Фредди Маймура, вступивший к нам добровольцем, днем и ночью за ней ухаживал. Придя в отряд, он имел за плечами диплом медика, молодость и уйму прочитанных о революции книг. «Бумажные представления», – как шутил командир. Что ж, бумага хорошо горит, и он постоянно вспыхивал, споря о судьбах мирового марксизма. Именно так, не иначе, как во вселенском масштабе. У него еще только начинала пробиваться борода…
Действительно, спорить у Маймуры не получалось: каждый приводимый им довод шипел, будто его, раскаленный докрасна, только что вынули из кузнечного горна. И вот так, с горячностью, он их выпаливал, один за другим, чуть что – обижался, а потом мог целыми днями не разговаривать.
Фредди очень дружил с Просфорой – Антонио Хименесом – одним из лидеров боливийского комсомола. Тот тоже добровольно примкнул к отряду. Как только узнал о партизанском движении, сам разыскал Коко. И не испугался анафемы боливийской компартии. Впрочем, мы все получили отлучение от епархии Монхе… А эти двое – Просфора и Маймура – их убеждения, на самом деле, были замешаны на святом тесте. Их убеждения – вера в справедливость и истину – натянутые, как струны на гитару максимализма, звонко звенели при малейшем прикосновении.
Потому и Таня их так отмечала. Их души жаждали гармонии, а ее зоркое сердце обладало способностью разглядеть, еще в скорлупе, живой комочек цыплячьего солнышка – будущего нового человека.
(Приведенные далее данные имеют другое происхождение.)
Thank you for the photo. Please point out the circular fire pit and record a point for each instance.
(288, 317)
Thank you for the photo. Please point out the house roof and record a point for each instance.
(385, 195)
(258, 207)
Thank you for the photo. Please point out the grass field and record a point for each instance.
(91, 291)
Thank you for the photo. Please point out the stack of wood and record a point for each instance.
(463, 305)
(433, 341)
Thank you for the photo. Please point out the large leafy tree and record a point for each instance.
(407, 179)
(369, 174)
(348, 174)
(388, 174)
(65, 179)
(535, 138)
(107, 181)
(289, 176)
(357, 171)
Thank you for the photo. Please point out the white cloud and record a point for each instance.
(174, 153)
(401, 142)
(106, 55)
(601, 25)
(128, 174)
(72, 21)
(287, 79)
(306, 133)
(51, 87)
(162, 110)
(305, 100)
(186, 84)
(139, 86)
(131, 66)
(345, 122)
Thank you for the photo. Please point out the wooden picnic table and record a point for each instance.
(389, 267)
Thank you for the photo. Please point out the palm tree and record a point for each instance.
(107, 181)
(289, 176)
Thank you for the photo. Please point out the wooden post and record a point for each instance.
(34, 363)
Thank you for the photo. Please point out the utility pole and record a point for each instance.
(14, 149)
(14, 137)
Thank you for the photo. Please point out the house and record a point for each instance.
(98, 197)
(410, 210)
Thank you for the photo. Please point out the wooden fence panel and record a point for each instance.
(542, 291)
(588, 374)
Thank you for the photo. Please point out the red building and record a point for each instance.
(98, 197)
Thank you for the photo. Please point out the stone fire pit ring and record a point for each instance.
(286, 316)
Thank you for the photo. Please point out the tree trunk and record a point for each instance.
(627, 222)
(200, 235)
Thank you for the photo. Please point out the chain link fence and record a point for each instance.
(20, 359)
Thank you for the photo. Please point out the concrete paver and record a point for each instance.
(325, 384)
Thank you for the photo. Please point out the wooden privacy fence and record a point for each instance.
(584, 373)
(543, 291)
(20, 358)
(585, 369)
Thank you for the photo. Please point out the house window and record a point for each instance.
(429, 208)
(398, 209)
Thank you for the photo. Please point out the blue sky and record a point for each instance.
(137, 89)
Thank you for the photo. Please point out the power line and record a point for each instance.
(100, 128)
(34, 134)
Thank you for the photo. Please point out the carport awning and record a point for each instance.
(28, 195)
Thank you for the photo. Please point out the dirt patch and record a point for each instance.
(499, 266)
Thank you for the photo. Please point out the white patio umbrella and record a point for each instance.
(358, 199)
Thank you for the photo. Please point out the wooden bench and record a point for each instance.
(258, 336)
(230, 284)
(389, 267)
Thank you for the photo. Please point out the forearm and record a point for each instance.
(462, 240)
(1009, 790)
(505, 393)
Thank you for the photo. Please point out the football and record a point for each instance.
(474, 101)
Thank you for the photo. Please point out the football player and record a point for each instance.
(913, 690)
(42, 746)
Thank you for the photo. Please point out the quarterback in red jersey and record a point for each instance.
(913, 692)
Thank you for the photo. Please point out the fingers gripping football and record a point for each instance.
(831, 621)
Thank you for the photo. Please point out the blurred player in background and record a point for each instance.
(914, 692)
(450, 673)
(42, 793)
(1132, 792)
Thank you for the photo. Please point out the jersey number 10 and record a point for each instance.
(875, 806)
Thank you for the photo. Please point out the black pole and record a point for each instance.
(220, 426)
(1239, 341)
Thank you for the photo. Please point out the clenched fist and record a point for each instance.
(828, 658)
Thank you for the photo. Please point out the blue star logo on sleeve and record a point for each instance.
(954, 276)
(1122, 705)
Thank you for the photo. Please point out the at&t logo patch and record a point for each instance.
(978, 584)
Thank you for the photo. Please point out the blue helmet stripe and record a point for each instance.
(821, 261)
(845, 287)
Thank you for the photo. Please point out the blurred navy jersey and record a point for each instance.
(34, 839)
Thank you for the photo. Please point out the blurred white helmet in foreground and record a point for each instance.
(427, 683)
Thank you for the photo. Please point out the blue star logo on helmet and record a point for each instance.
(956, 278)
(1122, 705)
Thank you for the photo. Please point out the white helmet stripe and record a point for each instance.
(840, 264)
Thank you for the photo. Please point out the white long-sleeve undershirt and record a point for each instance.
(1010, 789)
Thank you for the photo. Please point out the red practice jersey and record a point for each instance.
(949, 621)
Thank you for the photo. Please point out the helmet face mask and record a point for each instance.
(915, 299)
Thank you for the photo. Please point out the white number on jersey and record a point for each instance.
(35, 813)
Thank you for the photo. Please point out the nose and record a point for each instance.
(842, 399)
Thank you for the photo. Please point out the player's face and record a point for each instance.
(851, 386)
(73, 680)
Хотя ее отношение – эту горячую смесь материнства и заботы старшей сестры – как теплый, уютный охранительный покров Пречистой Девы, ощущал на себе каждый из нас…
А Фредди Маймура… Его отношение к Тане напоминало молитвенное обожание. Как рыцарь-странник в услужении у своей госпожи, совершающий подвиги во имя Прекрасной Дамы…
Хотя все мы, пожалуй, тогда пребывали в состоянии влюбленности в Таню. В ее взглядах и повседневных заботах о каждом – ведь она обстирывала нас и обшивала нашу одежду, неотвратимо превращавшуюся в обноски – брезжили проблески той любви, которую каждый оставил дома и по которой теперь тосковал.
Тоска, ноющая и навязчивая, как фантомная боль в ампутированной конечности… Это началось еще в Каламине, и чем дальше, тем тяжелей и мрачнее…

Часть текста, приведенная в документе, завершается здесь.